Her şeyin açıkça konuşulması gerektiğini if
“Özel sektörün yatırımlarından son derece memnunuz, finansman yapısından memnunuz ama özellikle kara kış günlerinde ve olumsuz hava şartlarının pik yaptığı noktalarda piyasanın aynı şekilde korunup kollanması lazım. Zaman zaman istismarların olduğunu görüyoruz. Ben özel sektörden gelen birisiyim. Ama kamu denetimi ve gözetimiyle beraber özel sektörün bu yapılanmasının daha doğru olduğunu bir kez daha gördük.

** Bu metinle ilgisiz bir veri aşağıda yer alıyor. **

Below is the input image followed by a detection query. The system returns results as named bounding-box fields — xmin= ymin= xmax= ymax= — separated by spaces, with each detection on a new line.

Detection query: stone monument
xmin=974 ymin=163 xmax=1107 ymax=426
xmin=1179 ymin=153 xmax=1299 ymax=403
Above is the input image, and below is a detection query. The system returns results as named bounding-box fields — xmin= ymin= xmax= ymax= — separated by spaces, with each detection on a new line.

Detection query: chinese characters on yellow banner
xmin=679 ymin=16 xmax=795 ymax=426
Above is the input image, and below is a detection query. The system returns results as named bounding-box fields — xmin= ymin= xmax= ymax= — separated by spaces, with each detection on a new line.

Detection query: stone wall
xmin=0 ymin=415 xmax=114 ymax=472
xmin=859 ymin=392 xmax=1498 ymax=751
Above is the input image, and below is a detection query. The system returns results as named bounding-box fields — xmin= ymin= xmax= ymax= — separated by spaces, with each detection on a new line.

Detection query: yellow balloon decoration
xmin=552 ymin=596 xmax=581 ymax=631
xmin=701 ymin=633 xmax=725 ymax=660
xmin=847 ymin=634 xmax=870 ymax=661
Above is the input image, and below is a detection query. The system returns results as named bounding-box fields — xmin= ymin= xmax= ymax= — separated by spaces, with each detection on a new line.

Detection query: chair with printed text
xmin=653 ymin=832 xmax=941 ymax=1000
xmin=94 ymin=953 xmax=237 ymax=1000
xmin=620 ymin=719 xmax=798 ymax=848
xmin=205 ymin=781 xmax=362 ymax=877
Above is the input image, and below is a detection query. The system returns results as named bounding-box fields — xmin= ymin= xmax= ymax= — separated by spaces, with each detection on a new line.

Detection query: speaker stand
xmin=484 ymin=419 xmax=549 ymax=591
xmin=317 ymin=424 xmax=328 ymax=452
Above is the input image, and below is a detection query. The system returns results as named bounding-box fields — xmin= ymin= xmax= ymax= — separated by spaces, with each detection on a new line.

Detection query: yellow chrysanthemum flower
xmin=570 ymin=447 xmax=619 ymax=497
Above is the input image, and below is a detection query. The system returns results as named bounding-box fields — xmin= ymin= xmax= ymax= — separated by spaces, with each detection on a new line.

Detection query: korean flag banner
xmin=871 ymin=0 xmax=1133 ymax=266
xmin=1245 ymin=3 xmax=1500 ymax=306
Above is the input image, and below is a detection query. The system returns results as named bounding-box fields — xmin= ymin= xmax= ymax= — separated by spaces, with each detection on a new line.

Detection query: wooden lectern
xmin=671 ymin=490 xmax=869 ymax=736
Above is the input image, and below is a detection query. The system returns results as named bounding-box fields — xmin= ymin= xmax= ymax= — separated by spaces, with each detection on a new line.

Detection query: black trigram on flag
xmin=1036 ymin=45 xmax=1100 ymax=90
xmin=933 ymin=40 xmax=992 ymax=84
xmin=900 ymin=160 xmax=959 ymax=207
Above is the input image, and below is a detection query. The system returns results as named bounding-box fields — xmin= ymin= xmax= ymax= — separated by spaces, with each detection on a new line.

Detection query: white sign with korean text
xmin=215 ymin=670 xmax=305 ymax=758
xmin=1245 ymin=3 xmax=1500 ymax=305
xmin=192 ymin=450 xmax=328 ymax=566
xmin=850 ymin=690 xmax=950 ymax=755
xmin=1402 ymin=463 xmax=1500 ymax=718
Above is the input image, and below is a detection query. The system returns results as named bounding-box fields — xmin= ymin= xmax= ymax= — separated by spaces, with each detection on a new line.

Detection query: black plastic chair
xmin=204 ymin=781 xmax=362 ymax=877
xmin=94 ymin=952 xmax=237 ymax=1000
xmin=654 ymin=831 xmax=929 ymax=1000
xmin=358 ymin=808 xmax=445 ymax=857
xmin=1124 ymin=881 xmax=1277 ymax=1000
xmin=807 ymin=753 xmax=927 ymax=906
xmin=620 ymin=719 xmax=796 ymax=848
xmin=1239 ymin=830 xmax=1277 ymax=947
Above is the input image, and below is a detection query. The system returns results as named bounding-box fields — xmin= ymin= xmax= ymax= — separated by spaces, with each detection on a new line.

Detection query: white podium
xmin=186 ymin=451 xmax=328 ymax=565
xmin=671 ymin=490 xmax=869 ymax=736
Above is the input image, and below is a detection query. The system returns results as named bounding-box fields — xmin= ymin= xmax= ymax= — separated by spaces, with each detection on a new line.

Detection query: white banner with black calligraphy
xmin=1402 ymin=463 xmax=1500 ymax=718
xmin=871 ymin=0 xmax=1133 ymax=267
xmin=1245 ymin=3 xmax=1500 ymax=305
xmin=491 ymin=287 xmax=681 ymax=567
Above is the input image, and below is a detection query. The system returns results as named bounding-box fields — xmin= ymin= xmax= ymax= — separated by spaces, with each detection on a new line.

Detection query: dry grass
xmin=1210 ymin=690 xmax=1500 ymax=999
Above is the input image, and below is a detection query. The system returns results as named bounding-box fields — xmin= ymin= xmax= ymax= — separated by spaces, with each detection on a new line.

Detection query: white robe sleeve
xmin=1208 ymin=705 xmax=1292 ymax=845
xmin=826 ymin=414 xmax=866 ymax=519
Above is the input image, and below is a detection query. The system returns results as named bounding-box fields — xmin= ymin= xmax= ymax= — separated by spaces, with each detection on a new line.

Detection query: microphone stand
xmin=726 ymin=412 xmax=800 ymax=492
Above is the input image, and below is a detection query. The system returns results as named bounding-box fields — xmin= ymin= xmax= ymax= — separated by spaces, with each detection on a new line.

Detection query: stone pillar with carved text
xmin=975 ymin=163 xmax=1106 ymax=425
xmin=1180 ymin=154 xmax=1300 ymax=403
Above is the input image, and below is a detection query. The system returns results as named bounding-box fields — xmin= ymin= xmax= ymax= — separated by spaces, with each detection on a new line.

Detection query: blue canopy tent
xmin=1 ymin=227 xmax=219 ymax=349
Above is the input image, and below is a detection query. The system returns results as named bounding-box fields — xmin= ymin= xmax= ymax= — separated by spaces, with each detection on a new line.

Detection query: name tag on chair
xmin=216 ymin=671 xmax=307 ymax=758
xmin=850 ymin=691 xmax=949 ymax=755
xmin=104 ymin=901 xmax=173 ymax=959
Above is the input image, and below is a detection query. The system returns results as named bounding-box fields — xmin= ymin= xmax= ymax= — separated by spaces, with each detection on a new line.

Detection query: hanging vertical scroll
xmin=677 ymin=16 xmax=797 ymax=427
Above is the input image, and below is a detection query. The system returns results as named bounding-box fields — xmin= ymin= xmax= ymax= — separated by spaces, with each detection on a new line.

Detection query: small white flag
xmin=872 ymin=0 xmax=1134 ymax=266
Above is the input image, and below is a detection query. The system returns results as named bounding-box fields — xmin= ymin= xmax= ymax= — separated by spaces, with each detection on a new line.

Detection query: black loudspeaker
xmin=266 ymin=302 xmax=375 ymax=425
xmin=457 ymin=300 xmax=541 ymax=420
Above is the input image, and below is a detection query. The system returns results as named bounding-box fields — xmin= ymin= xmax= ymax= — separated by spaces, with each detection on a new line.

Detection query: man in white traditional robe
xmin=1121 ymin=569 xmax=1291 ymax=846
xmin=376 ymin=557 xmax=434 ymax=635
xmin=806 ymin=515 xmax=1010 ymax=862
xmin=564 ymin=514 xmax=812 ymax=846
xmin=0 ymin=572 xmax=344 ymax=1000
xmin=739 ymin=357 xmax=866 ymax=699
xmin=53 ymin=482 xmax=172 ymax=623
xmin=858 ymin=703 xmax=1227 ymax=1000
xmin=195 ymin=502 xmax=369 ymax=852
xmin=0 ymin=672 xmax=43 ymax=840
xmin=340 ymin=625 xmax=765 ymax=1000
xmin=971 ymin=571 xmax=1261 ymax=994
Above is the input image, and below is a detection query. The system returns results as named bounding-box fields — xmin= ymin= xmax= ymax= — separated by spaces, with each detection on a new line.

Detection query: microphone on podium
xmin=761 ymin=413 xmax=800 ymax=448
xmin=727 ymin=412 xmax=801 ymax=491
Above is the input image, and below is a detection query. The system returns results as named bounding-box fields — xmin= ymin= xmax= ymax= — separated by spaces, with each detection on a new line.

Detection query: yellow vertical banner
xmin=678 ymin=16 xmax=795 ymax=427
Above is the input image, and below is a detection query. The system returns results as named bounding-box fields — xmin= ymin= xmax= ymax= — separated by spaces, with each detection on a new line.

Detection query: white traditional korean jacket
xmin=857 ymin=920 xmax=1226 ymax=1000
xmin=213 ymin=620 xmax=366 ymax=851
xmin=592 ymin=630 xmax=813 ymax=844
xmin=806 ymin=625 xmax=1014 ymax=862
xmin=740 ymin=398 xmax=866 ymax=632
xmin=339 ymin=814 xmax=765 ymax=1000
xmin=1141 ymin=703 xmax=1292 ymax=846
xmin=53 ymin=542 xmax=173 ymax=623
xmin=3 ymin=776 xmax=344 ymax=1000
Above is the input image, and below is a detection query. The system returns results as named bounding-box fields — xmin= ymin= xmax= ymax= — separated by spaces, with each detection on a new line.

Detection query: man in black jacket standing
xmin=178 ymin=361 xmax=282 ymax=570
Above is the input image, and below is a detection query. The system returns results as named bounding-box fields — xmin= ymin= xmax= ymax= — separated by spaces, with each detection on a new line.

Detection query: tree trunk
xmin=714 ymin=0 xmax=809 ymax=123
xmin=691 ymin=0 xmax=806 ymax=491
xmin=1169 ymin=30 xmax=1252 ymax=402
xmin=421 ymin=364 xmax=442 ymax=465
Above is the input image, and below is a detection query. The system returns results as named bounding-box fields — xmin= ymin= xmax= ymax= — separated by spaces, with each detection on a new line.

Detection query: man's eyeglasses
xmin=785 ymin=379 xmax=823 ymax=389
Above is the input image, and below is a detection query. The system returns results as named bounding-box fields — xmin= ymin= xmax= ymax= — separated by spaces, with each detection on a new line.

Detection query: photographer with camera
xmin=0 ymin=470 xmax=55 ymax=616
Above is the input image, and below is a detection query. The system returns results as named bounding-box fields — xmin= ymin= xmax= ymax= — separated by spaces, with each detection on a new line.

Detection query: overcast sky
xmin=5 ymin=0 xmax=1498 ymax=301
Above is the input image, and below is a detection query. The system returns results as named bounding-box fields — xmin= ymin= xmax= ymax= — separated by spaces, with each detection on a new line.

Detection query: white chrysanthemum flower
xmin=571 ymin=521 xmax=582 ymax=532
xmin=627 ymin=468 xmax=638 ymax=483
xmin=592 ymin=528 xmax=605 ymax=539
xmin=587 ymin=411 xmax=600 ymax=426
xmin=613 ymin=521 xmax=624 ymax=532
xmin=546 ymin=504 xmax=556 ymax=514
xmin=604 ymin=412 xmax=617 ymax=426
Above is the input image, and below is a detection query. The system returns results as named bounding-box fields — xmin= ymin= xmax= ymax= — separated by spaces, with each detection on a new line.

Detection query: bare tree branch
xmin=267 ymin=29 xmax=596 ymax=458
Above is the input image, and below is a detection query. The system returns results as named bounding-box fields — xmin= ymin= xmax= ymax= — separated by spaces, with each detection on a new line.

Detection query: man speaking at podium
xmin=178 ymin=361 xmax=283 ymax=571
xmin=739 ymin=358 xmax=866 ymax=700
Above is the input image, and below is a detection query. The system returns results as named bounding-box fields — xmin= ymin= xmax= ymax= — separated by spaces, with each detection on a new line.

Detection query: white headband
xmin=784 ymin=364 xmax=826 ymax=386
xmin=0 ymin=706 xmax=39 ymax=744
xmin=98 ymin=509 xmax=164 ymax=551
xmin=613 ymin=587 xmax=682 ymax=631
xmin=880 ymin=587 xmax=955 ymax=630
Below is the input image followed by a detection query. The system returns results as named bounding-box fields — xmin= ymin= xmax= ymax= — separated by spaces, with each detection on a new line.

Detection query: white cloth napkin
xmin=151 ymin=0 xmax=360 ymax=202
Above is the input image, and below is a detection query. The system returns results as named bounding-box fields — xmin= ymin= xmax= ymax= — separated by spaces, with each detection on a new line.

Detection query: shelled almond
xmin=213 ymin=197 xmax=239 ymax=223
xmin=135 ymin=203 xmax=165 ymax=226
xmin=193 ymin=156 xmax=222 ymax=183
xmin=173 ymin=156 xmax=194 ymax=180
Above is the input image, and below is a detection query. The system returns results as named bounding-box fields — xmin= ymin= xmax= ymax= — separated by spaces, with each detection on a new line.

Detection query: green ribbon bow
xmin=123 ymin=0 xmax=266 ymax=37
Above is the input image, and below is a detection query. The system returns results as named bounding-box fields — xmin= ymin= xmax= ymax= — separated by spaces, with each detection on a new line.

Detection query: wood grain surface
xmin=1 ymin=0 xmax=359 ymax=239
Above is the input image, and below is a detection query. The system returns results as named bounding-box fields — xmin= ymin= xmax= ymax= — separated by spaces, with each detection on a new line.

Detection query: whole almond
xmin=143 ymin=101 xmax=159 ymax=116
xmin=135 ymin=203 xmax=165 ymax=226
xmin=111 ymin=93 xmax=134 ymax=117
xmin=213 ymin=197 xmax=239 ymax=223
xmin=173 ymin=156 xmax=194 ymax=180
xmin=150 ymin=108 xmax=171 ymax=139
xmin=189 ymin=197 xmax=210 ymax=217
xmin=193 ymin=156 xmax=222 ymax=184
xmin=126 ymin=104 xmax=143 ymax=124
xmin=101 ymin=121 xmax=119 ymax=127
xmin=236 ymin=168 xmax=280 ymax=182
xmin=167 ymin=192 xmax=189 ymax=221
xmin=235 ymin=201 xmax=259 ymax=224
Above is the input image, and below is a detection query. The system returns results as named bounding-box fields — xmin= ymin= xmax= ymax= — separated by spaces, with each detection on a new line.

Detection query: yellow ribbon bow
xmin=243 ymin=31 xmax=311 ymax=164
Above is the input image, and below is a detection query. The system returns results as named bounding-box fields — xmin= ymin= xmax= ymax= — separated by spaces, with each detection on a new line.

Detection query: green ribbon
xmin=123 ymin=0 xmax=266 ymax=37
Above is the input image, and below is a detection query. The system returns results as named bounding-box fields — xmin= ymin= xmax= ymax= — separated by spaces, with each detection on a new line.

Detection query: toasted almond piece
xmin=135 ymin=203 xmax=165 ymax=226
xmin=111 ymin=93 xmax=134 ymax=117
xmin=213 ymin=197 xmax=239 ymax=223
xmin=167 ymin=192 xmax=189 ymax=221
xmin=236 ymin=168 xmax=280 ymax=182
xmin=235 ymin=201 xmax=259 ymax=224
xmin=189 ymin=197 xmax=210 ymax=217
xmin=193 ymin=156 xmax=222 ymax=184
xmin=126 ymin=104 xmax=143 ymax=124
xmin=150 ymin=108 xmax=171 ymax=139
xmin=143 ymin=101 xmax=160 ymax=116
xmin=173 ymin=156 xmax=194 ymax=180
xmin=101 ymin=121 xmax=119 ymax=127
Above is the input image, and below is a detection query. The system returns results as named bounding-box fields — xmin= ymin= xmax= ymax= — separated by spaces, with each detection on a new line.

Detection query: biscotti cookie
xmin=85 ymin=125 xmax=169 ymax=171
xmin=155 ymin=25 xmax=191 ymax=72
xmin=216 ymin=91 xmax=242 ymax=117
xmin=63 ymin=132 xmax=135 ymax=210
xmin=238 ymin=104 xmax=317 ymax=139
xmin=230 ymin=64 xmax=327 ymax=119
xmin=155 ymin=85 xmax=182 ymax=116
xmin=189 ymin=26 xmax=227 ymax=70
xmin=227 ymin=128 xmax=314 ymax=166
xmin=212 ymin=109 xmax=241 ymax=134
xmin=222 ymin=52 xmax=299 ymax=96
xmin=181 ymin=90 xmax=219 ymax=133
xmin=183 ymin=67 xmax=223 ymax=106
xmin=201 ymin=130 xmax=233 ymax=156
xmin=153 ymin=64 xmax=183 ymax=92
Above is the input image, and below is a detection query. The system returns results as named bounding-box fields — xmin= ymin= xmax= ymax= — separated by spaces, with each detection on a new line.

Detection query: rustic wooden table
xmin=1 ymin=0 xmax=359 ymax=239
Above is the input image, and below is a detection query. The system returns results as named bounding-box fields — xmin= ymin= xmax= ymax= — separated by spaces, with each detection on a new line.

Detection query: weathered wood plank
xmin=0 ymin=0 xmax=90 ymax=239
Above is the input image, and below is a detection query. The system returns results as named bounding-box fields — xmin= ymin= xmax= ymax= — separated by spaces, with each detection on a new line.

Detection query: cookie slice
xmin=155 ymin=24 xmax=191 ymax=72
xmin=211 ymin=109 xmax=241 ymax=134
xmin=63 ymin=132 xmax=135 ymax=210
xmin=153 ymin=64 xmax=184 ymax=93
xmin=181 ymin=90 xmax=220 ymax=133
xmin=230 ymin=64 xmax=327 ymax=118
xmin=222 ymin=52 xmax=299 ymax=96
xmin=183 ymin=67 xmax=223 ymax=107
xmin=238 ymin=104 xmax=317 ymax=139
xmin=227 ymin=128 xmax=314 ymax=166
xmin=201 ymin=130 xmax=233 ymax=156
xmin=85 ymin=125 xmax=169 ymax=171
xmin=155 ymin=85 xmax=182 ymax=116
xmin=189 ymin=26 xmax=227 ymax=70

Biz özel sektörün sağlığından sorumluyuz, özel sektörün yaptığı yatırımlarla alakalı (ne yapalım, kendisi tercih etti) demeyiz. Biz madem ki özel sektörü hukuk, kanun ve mevzuat çerçevesinde koruyup kollayacağız, o zaman bu tür günlerde de gerek fiyat mekarizmalarıyla beraber gerekse diğer unsurlarla beraber bu iyi niyetin istismar edilmemesi lazım.”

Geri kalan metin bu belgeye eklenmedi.